藤田保健衛生大学精神科

特殊診療 リエゾン精神医学部門

この診療のかかり方

担当者 内藤宏

担がん患者さんの緩和ケアをはじめとする、メンタルケアの重要度の高い病棟・外来で、患者様を影で支える精神科の一部門です。精神科の受診希望・依頼に応じた診察という形ではなく、主に患者さんの心理・社会面・倫理面について、身体科の治療チームの一員として参加しています。

どのような患者さんを対象にしているか

がん患者さんおよびそのご家族と、腎臓移植、肝臓移植、骨髄移植を受けられる患者さんと臓器提供をされるご家族。その他、一般身体科での入院・外来診療中にメンタルケアを必用とされる患者さん。

どのような診療をするか

がん治療に関しては、緩和ケアチームの一員としてがんのこころの専門家として活動しています。臓器移植に関しては、泌尿器科病棟、小児外科病棟、肝脾外科病棟、血液・化学療法科病棟に、あらかじめ各病棟を担当する臨床心理士が配置されており、移植医療の開始時からメンタルケアが円滑に行われるような仕組みを整備し運用しております。

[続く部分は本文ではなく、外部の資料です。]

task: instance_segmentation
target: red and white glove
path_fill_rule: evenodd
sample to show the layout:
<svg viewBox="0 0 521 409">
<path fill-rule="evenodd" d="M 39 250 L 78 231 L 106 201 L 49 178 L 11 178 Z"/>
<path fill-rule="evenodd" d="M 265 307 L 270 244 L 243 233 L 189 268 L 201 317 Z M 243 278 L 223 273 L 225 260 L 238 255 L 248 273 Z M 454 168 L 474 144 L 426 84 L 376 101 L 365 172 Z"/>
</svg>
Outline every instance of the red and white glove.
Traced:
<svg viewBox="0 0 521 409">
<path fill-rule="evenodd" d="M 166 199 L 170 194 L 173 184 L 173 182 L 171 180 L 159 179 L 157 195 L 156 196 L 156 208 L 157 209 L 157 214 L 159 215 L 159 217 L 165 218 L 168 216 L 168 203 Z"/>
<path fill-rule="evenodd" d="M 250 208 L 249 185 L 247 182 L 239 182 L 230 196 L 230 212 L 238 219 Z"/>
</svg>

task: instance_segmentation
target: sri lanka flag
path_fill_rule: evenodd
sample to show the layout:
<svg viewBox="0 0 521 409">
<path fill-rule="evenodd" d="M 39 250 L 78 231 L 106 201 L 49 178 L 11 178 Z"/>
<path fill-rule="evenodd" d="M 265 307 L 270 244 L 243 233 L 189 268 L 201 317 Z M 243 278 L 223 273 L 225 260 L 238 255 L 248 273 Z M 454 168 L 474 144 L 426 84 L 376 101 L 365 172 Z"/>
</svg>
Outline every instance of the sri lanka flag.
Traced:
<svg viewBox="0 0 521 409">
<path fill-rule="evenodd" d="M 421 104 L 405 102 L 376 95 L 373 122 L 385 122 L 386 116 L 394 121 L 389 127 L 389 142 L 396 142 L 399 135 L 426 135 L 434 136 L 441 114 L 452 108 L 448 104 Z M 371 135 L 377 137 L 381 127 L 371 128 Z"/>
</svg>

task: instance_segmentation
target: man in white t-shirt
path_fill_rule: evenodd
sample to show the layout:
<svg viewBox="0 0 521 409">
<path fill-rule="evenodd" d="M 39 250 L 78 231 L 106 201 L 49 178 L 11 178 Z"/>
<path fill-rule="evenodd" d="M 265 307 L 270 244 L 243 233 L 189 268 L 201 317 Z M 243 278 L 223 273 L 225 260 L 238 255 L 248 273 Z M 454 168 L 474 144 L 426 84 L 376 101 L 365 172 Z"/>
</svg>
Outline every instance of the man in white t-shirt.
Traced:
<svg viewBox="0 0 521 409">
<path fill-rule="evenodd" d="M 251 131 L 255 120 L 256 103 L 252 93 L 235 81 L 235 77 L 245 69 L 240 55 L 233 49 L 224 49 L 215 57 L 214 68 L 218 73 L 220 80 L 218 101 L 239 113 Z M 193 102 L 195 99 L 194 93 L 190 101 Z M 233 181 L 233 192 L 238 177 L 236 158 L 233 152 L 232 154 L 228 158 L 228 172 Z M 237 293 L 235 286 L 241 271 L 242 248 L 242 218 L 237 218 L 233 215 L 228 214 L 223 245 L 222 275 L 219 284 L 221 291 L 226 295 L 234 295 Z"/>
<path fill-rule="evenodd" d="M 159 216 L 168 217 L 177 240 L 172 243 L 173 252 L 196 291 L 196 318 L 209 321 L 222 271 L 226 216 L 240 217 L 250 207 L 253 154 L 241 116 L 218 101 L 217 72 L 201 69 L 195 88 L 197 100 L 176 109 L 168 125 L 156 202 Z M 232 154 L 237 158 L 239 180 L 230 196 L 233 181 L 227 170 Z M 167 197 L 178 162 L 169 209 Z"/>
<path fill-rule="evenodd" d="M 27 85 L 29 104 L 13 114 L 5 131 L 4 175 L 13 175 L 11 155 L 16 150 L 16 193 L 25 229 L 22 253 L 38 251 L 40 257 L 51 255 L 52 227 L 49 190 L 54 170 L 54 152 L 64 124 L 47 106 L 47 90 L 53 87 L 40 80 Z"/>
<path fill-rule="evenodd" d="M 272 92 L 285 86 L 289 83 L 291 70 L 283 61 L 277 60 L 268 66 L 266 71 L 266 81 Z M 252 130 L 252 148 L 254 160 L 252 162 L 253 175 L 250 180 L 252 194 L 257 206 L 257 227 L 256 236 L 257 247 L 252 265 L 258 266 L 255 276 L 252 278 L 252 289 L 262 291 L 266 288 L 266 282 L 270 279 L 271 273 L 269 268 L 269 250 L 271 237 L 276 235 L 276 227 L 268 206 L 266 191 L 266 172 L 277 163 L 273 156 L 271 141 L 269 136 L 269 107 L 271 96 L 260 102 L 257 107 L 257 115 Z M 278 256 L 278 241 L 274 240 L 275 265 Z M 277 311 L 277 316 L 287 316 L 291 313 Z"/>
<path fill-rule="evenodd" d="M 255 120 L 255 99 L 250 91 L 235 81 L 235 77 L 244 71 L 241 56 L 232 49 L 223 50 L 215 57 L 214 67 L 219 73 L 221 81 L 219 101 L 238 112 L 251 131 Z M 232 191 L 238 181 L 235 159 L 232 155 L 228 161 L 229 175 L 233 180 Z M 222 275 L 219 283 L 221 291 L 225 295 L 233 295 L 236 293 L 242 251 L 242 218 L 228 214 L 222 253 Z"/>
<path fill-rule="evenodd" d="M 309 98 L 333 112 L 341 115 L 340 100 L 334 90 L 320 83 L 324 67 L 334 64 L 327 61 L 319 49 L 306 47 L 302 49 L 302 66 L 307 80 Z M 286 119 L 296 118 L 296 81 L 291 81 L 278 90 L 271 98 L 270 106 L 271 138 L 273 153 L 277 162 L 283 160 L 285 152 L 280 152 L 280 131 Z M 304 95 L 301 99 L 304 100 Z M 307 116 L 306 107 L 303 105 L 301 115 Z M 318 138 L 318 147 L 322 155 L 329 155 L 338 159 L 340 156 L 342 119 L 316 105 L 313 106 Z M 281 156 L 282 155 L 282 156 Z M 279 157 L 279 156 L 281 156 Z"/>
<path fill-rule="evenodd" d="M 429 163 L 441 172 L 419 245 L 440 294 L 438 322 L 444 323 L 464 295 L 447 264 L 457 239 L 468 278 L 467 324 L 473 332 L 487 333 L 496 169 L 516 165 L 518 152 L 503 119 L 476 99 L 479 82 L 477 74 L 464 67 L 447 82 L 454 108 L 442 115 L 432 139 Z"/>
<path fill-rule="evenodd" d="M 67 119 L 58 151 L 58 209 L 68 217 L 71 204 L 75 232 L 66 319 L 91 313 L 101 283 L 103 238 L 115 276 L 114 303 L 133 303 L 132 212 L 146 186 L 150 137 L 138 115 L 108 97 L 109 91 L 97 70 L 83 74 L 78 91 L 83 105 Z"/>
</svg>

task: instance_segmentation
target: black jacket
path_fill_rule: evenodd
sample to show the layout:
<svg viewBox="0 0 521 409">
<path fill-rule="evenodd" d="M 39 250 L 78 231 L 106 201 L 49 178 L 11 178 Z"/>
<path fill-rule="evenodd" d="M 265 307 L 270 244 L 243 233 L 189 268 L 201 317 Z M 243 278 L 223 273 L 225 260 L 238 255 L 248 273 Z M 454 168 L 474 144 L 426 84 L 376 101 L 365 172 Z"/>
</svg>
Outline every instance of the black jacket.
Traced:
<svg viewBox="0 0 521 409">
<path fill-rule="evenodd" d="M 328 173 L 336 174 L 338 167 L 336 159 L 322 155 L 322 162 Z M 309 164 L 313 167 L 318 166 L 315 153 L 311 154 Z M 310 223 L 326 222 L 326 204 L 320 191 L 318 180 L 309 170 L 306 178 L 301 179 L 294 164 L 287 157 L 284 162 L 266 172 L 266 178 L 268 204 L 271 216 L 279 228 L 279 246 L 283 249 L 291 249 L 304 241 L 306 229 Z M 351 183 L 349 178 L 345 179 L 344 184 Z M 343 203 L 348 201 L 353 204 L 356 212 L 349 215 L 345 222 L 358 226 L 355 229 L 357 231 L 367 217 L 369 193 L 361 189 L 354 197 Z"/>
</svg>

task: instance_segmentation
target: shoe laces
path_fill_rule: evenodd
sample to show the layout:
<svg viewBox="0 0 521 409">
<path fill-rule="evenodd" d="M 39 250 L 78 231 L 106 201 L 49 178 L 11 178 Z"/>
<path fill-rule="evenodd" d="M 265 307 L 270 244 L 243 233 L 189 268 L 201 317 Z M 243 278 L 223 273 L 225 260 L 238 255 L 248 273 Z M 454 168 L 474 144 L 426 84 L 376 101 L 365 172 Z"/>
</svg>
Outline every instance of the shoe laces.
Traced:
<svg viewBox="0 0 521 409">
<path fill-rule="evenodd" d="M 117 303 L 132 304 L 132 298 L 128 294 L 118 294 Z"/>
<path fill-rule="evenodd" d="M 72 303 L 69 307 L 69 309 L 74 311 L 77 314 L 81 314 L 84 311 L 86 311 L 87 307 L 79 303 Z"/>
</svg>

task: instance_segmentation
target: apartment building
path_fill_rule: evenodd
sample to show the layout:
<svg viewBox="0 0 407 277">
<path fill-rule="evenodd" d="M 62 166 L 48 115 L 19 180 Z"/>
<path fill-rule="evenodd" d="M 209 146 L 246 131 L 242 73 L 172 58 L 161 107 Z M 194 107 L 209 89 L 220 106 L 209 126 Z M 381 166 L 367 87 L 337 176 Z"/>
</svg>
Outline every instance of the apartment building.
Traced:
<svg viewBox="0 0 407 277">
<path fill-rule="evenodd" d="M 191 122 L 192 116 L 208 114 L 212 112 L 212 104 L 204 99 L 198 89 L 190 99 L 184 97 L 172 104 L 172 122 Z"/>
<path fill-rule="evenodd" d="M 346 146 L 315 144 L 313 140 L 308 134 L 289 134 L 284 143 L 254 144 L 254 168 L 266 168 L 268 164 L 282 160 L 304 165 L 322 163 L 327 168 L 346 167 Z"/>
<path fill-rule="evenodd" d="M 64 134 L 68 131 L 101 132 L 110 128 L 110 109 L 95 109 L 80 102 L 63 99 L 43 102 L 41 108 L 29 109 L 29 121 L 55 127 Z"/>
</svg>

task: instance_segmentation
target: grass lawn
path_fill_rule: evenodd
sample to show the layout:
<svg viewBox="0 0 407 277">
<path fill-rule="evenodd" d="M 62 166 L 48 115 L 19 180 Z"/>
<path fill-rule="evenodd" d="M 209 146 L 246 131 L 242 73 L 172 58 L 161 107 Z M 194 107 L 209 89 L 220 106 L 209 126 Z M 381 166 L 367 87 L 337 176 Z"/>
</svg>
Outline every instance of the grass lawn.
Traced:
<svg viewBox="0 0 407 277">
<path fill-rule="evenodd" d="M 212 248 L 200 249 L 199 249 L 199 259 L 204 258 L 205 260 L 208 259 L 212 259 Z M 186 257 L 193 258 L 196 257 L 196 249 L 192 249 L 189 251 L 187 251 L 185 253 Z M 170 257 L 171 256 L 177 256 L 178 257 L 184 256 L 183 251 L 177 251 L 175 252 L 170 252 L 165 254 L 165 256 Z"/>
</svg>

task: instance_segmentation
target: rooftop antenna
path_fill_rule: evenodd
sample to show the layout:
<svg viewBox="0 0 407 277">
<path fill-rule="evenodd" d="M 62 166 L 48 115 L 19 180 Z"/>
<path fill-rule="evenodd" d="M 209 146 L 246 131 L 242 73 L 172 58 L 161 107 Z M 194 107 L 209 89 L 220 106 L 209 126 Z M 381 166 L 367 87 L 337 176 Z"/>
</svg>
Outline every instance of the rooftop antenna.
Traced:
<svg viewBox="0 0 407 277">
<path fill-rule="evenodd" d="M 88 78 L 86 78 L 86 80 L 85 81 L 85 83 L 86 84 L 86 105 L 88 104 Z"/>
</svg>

例えるならば、依頼に応じる精神科診療が火災時の消防士の消火活動とすると、リエゾン精神医学部門の活動は、臨床心理士を窓口とする精神科のチームが消防検査官の様にパトロールし、火災を予防することです。具体的には、入院時に患者さんの心理・社会面・倫理面の評価が治療チームで検討され、必要が有れば担当の臨床心理士の介入をはじめとする様々な形でのメンタルケアが導入されます。

また、心理検査による客観的指標に従い、身体科の病棟治療チーム内での対応か、精神科専門医療を紹介するかを判断しております。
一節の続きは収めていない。